Quantos de nós, pediatras, já ouvimos essa mesma frase? Com o tempo, o que tem mudado no comportamento dos pais diante de um quadro de febre em seus filhos? Qual a reação da maioria deles se respondermos a esta pergunta com o questionamento “mas se ele estiver dormindo e tranquilo, por que o senhor ou a senhora gostaria de medicá-lo?”?

A febre em crianças é um dos sintomas mais comuns de doenças, normalmente causada por infecções virais autolimitadas. Apesar de não ser danosa por si só, pode estar associada a dores e desconforto. No entanto, ainda é a primeira causa de consultas médicas na infância e a primeira de exposição a medicações em pediatria.

 

A “FEBREFOBIA”

A literatura mostra que complicações como estados de mal epiléptico ou insolação, possivelmente decorrentes de febres >40ºC, são eventos extremamente raros. Todavia, preocupam a maioria dos pais.

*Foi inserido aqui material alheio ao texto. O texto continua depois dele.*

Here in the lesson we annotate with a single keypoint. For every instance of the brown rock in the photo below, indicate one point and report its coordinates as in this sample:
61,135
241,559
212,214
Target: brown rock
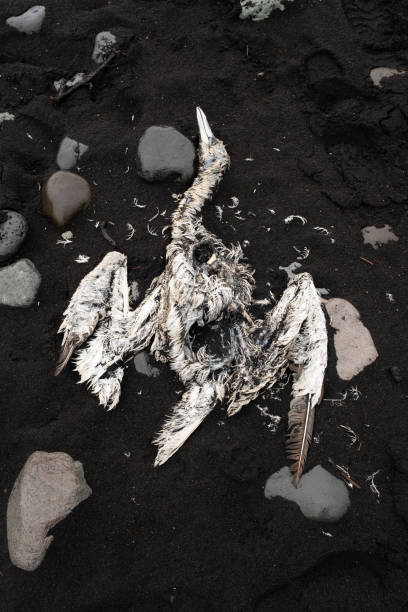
63,195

Desde 1980, estudos têm surgido explicando e cunhando o termo “febrefobia” para explicar a ansiedade indevida em relação à febre. [1] Já naquela época, estes trabalhos demonstravam que a maioria dos pais se preocupa sobremaneira com as possíveis consequências da febre. Por exemplo, a maioria crê que febre de 40 °C ou mais poderia causar danos neurológicos sérios, ainda que a literatura mostre que complicações como estados de mal epiléptico ou heat stroke (os efeitos deletérios que o excesso de temperatura causa no corpo) são eventos extremamente raros. Além disso, os pais frequentemente temem que a febre possa ser um primeiro sinal de infecção bacteriana grave, outra condição rara na gama de doenças febris na infância.

As recomendações desses estudos, desde então, se baseiam na educação dos pais em relação à febre e seu comportamento frente a ela. Espantosamente, quatro décadas depois, ainda enfrentamos a mesma angústia.

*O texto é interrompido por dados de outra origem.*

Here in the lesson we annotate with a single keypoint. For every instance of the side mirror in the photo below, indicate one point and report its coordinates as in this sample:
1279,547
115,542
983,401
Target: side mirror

Embora o comportamento dos pais tenha mudado nas últimas décadas, ainda há falhas em seguirem as recomendações literárias. Até mesmo conceitos básicos, como a definição de febre, são falhos, o que significa que mais esforços em relação à educação dos cuidadores são necessários. Significa também que há muitas discrepâncias entre as publicações, mas também que muitas vezes exemplos ruins têm sido dados pelos profissionais de saúde.

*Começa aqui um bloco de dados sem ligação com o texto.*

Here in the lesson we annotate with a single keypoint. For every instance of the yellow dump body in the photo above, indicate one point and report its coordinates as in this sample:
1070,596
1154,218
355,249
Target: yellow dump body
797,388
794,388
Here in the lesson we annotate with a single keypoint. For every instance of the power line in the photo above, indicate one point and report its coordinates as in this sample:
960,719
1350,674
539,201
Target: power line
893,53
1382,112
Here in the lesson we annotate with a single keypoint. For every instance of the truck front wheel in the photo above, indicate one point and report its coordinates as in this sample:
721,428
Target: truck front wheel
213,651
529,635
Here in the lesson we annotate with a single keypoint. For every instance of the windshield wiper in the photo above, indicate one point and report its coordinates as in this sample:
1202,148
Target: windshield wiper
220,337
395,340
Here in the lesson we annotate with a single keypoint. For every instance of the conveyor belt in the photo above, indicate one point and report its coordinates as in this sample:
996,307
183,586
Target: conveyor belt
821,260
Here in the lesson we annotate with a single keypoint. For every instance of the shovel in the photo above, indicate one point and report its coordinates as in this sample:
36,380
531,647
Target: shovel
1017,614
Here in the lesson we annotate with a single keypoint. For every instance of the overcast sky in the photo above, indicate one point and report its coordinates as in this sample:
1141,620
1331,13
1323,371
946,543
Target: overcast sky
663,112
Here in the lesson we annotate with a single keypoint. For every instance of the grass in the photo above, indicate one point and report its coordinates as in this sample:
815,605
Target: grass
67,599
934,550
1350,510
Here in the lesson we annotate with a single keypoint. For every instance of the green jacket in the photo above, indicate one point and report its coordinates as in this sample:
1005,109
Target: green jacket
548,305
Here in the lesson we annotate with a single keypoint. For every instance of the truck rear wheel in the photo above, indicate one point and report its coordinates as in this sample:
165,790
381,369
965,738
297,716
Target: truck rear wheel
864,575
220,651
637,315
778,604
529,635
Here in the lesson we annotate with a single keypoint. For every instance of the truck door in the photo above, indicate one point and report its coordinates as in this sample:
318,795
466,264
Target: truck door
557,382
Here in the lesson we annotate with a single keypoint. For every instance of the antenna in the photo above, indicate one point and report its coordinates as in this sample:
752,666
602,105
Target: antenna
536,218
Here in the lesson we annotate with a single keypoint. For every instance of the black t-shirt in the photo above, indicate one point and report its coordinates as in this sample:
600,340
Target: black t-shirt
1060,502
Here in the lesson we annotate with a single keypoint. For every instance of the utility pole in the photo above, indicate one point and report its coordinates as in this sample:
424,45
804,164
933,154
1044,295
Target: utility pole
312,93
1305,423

Quadro crianca doente com febre 1893
“The Sick Child – 1893”. Pintado por J. Bond Francisco. Smithsonian American Art Museum.

 

Várias publicações oficiais existem em todo o mundo buscando normatizar o comportamento dos pais diante de quadros febris. As recomendações gerais são:

  • Método de aferição de temperatura (retal, oral, auricular (membrana timpânica), pela artéria temporal ou axilar);
  • A definição de febre (temperatura ≥38 °C);
  • Quando começar antitérmicos;
  • Tratamentos físicos (oferta hídrica, roupas leves, compressas frias, ajuste da temperatura ambiente);
  • Quais drogas antitérmicas usar. [2]

Para que possamos instruí-los bem, no entanto, o primeiro passo é que tenhamos um bom conhecimento sobre os mecanismos que levam à produção da febre no nosso corpo. Abaixo seguem algumas breves explicações sobre o tema.

 

Temperatura Normal do Corpo

A temperatura do nosso corpo varia ao longo do dia, controlada pelo centro regulador de temperatura localizado no hipotálamo anterior (Figura 1). Somos capazes de manter uma temperatura corporal mais ou menos estável porque esse centro equilibra o excesso de produção de calor, proveniente da atividade metabólica nos músculos e no fígado, dissipando-o através da pele e dos pulmões.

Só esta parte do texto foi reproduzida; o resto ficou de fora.